I'm attending a bar mitzva celebration recently, and the father of the boy gives a short speech. During his speech he mentions in passing that Rabbi Akiva Eiger (1761–1837, modern-day Austria and Poland), when asked how he had achieved his own greatness, replied that had striven to emulate the Rashba (1235–1310, modern-day Spain). I see the same story, with no further detail, at Aish.com.

Was there something specific about the Rashba that he strove to emulate, or just his generally being a tzadik (good person)? If the latter, why did he strive to emulate the Rashba specifically? There had been many great rabbis over the years. And if the former, what was it about the Rashba that he strove to emulate, and why did he choose that trait specifically to strive to emulate?

  • 4
    This is (probably) not the source, but the Chazon Ish said about him that "R' Akiva Eiger could have been born in the Rashba'a generation, but Hashem had mercy on us and gave us R' Akiva Eiger in our generation." (Wikipedia)
    – Cauthon
    Mar 3, 2016 at 8:23
  • 2
    (Unsure if qualifies as an answer hence a comment) In Me’oran Shel Yisrael (vol. 1 220ff.) the author cites a number of passages from RAE extolling Rashba demonstrating his high regard for Rashba, specifically.
    – Oliver
    Sep 1, 2019 at 17:51
  • 3
    In Sefer Maggid Mesharim parshad Vayeshev the Rashba is called the chosen one of HaShem. וענין ער ואונן נעלם מאוד כמו שכתב הרשב"א בחיר ה'
    – sam
    Aug 13, 2020 at 3:13
  • 2
    The Rashba combined the mehalchim of the baalei tosfos and the Ramban. Rb Akiva Eiger sought to combine the mehalchim of the baalei halachah and the baalei ha'peshat.
    – The GRAPKE
    Feb 17, 2021 at 23:29
  • 2
    @TheGRAPKE if you have a source for that, that sounds like the answer - why don't you post it?
    – Rabbi Kaii
    Dec 1, 2022 at 20:11

1 Answer 1


I suggest that there was something specific about the Rashba, that Rabbi Akiva Eiger strove to emulate.
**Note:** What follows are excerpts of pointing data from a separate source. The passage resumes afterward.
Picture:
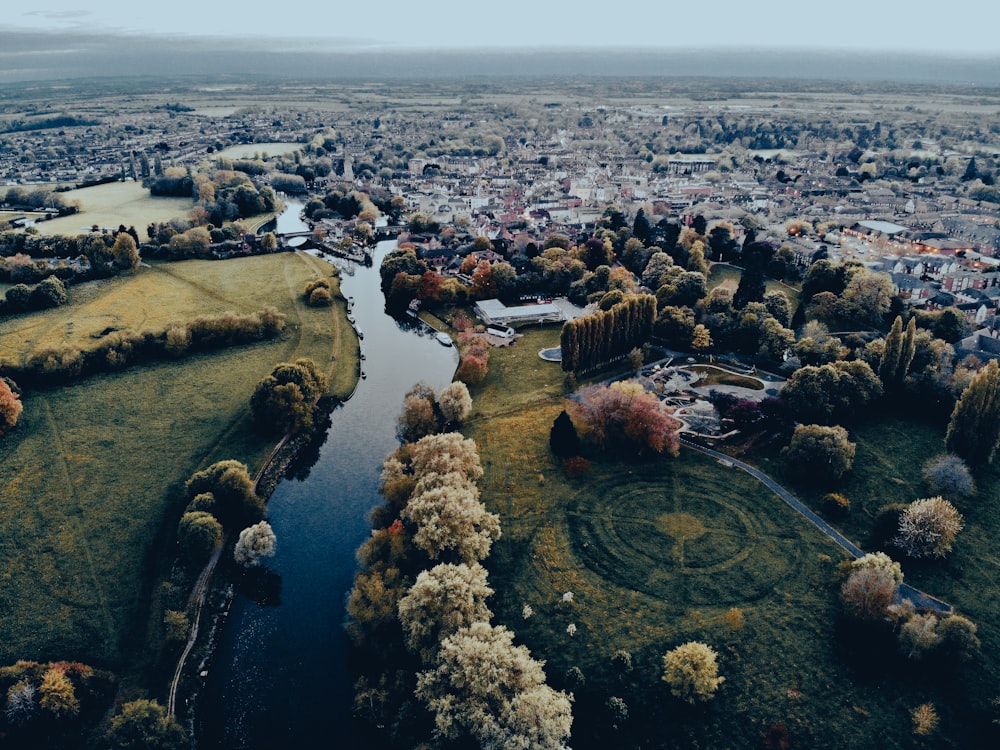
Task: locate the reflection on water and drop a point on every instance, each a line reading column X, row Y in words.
column 280, row 677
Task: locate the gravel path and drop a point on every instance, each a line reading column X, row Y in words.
column 919, row 598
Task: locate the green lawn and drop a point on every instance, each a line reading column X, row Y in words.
column 92, row 476
column 115, row 203
column 657, row 553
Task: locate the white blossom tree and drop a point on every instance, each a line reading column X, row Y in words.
column 928, row 527
column 255, row 542
column 442, row 600
column 449, row 518
column 486, row 688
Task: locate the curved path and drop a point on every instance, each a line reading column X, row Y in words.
column 919, row 598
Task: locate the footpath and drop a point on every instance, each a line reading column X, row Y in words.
column 920, row 599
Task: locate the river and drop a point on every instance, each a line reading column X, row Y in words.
column 279, row 676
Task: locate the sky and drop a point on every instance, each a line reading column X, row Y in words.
column 956, row 27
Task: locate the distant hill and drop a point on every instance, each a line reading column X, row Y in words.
column 42, row 56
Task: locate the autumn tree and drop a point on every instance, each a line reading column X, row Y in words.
column 692, row 672
column 125, row 251
column 284, row 400
column 454, row 403
column 229, row 482
column 870, row 587
column 949, row 475
column 832, row 391
column 255, row 543
column 928, row 527
column 485, row 688
column 10, row 407
column 198, row 534
column 57, row 696
column 144, row 725
column 451, row 521
column 819, row 453
column 625, row 415
column 974, row 430
column 440, row 602
column 898, row 353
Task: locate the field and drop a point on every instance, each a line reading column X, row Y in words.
column 661, row 552
column 250, row 150
column 116, row 203
column 93, row 473
column 722, row 274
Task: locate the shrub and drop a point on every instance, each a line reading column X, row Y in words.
column 925, row 719
column 198, row 534
column 928, row 527
column 255, row 542
column 58, row 697
column 320, row 297
column 871, row 587
column 818, row 453
column 10, row 407
column 949, row 475
column 692, row 672
column 836, row 504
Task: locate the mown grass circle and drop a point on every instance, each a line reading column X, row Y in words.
column 691, row 532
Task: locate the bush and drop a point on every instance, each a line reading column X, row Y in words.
column 198, row 534
column 836, row 505
column 948, row 475
column 692, row 672
column 10, row 407
column 870, row 587
column 255, row 542
column 819, row 454
column 928, row 527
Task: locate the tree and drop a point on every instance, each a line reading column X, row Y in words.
column 974, row 430
column 898, row 354
column 625, row 415
column 440, row 602
column 928, row 527
column 450, row 520
column 563, row 438
column 255, row 542
column 10, row 407
column 832, row 391
column 866, row 298
column 486, row 688
column 417, row 419
column 145, row 725
column 57, row 695
column 455, row 404
column 50, row 292
column 198, row 534
column 818, row 453
column 236, row 503
column 948, row 475
column 283, row 401
column 125, row 251
column 692, row 672
column 871, row 587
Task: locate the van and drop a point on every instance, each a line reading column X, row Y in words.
column 503, row 332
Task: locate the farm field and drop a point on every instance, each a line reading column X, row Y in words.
column 93, row 474
column 657, row 553
column 111, row 205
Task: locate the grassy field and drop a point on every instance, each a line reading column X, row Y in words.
column 116, row 203
column 722, row 274
column 658, row 553
column 93, row 473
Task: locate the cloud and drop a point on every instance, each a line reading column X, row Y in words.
column 59, row 15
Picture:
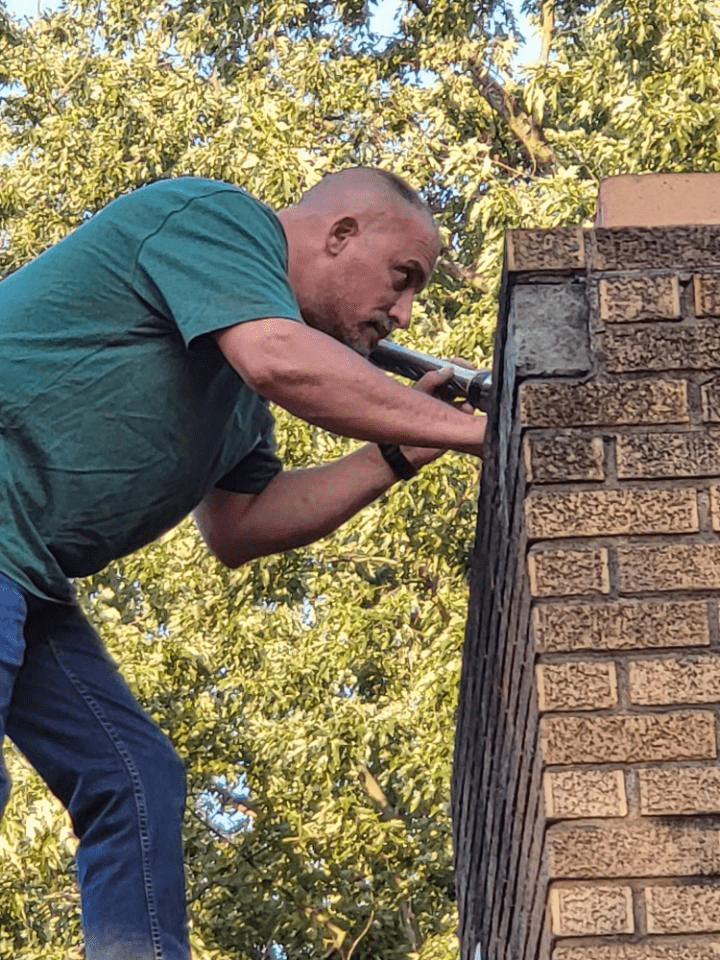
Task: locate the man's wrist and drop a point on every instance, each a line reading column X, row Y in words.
column 397, row 461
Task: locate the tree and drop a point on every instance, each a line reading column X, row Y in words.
column 312, row 694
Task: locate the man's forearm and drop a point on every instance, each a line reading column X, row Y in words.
column 326, row 384
column 296, row 508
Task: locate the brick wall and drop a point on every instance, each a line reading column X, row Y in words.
column 587, row 782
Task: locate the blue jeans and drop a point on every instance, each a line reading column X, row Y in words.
column 65, row 706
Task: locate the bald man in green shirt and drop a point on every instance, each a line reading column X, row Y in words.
column 137, row 360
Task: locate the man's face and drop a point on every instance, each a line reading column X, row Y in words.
column 368, row 288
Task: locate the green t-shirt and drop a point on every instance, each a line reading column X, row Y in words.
column 118, row 412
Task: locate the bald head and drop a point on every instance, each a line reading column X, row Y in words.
column 361, row 245
column 370, row 182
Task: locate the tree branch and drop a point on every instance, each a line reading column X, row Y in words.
column 547, row 29
column 523, row 127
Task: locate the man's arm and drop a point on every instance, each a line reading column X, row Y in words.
column 300, row 506
column 297, row 507
column 327, row 384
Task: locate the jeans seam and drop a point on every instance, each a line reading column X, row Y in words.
column 138, row 793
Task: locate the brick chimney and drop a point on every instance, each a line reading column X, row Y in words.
column 587, row 785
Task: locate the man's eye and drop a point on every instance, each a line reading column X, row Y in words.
column 403, row 280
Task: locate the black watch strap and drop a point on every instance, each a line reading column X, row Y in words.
column 394, row 457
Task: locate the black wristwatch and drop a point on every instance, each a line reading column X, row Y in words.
column 395, row 458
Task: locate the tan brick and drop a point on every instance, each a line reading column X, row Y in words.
column 686, row 949
column 562, row 248
column 625, row 625
column 668, row 454
column 691, row 908
column 585, row 793
column 679, row 790
column 685, row 679
column 568, row 572
column 583, row 685
column 588, row 513
column 559, row 459
column 630, row 298
column 677, row 566
column 710, row 397
column 663, row 346
column 586, row 911
column 633, row 848
column 557, row 404
column 715, row 506
column 706, row 287
column 669, row 248
column 684, row 735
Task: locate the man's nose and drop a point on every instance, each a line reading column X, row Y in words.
column 400, row 313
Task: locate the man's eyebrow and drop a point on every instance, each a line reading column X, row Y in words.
column 419, row 272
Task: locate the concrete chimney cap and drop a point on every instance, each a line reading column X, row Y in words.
column 658, row 200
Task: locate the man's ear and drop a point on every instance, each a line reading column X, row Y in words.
column 340, row 232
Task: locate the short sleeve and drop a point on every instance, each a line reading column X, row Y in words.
column 253, row 473
column 219, row 259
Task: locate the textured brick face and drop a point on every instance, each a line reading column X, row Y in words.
column 668, row 454
column 634, row 849
column 609, row 512
column 559, row 572
column 707, row 294
column 683, row 735
column 557, row 404
column 562, row 249
column 663, row 347
column 687, row 949
column 679, row 790
column 675, row 680
column 630, row 298
column 625, row 625
column 582, row 911
column 582, row 685
column 687, row 909
column 637, row 248
column 710, row 398
column 677, row 566
column 570, row 794
column 557, row 459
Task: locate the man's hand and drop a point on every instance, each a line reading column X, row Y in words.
column 430, row 383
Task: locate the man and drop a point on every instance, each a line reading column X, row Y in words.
column 137, row 357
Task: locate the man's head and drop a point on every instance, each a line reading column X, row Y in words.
column 362, row 244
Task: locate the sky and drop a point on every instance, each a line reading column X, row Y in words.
column 383, row 16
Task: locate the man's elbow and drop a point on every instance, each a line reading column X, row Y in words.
column 263, row 352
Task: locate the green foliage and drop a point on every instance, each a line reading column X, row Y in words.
column 312, row 694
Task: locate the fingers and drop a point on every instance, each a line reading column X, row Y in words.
column 429, row 382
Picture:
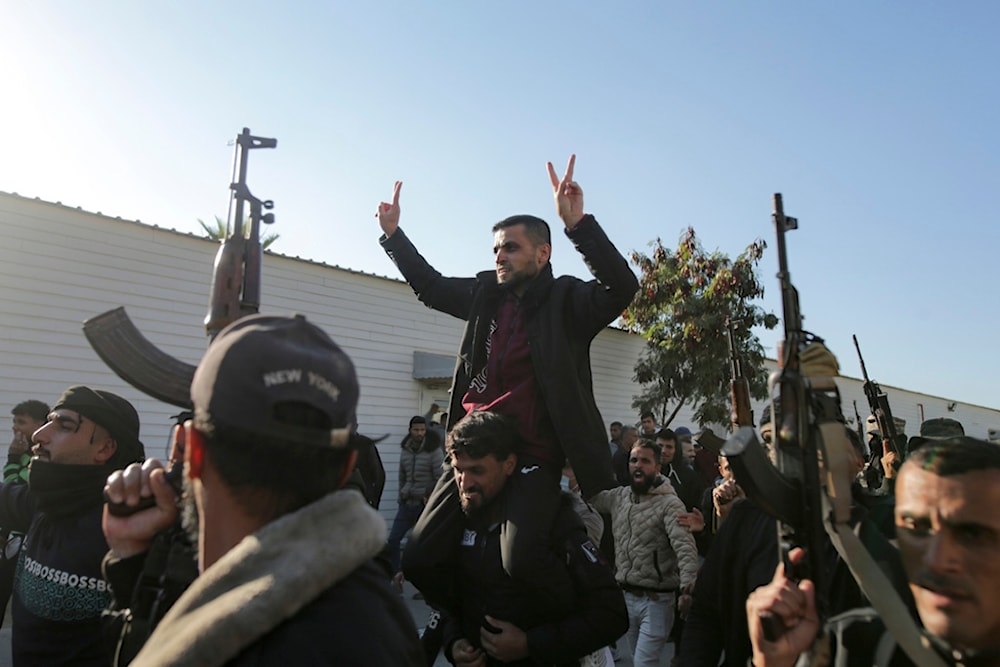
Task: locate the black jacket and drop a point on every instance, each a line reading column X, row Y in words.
column 562, row 317
column 559, row 632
The Rashba was one of the foremost scholars of his day, and one of the most prolific responders to Halachic queries. Rabbi Akiva Eiger, in his generation, had similar qualities.

The primary works of the Rashba, are his expositions on the Talmud, where he strived to elucidate the intricacies of the Talmudic discussions; and his Halachic responsa, where for the most part he responded to Halachic queries of a practical nature, basing his answers on his broad knowledge and understanding of the Talmud.

Rabbi Akiva Eiger's primary works follow the same pattern; expositions on the Talmud, and Halachic responsa based on the Talmud.